In the matlab's example, it use a custom layer for the actor called: "fullyConnectedPILayer", the description says:
"Gradient descent optimization can drive the weights to negative values. To avoid negative weights, replace normal fullyConnectedLayer with a fullyConnectedPILayer. This layer ensures that the weights are positive by implementing the function Y=abs(WEIGHTS)∗X. This layer is defined in fullyConnectedPILayer.m."

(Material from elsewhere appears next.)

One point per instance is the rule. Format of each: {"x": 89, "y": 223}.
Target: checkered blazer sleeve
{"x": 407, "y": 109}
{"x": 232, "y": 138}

So, the two weights always suppose to be positive, but after training, my actor network has a negative weight value (negative ki = -0.0057) and a positive weight value (Kp = 0.0455). Also, in the same example, it says:
"The integral and proportional gains of the PI controller are the absolute weights of the actor representation. To obtain the weights, first extract the learnable parameters from the actor."
And it uses the abs function to get the weigths, so it doesn't make any sense to use the custom layer "fullyConnectedPILayer", because the actor network can generate negative weights.
the code of the layer is as follows:
classdef fullyConnectedPILayer < nnet.layer.Layer
function obj = fullyConnectedPILayer(Weights,Name)
obj.Name = Name;
obj.Description = "fullyConnectedNonNegWeightLayer";
obj.Weights = Weights;
function Z = predict(obj, X)
Z = fullyconnect(X, abs(obj.Weights), 0, 'DataFormat','CB');
The code for my actor network is exactly the same as the example:
initialGain = single([1e-3 2]);
actorNetwork = [
actorOptions = rlRepresentationOptions('LearnRate',1e-3,'GradientThreshold',1);
actor = rlDeterministicActorRepresentation(actorNetwork,obsInfo,actInfo,...
I don't know why it generates a negative weight if I'm using this custom layer.